10.35.4 Accessing and Modifying Foreign Term Contents

Prolog can get or modify the contents of a foreign term with the procedures

get_contents(+Datum, ?Part, ?Value) 
put_contents(+Datum, +Part, +Value).

It can also get a pointer to a field or element of a foreign term with the procedure

get_address(+Datum, ?Part, ?Value).

For all three of these, Datum must be a foreign term, and Part specifies what part of Datum Value is. If Datum is an array, Part should be an integer index into the array, where 0 is the first element. For a pointer, Part should be the atom contents and Value will be what the pointer points to. For a struct, Part should be a field name, and Value will be the contents of that field. In the case of get_contents/3 and get_address/3, if Part is unbound, get_contents/3 will backtrack through all the valid parts of Datum, binding both Part and Value.
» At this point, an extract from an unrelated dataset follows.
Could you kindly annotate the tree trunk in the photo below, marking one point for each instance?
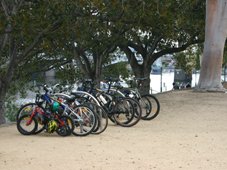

A C programmer might think of the following pairs as corresponding to each other:

Prolog: get_contents(Foo, Bar, Baz)
     C: Baz = Foo->Bar 

Prolog: put_contents(Foo, Bar, Baz)
     C: Foo->Bar = Baz

Prolog: get_address(Foo, Bar, Baz) 
     C: Baz = &Foo->Bar.

The hitch is that only atomic and pointer types can be got and put by get_contents/3 and put_contents/3. This is because Prolog can only hold pointers to C structures, not the structures themselves. This isn’t quite as bad as it might seem, though, since usually structures contain pointers to other structures, anyway. When a structure directly contains another structure, Prolog can get a pointer to it with get_address/3.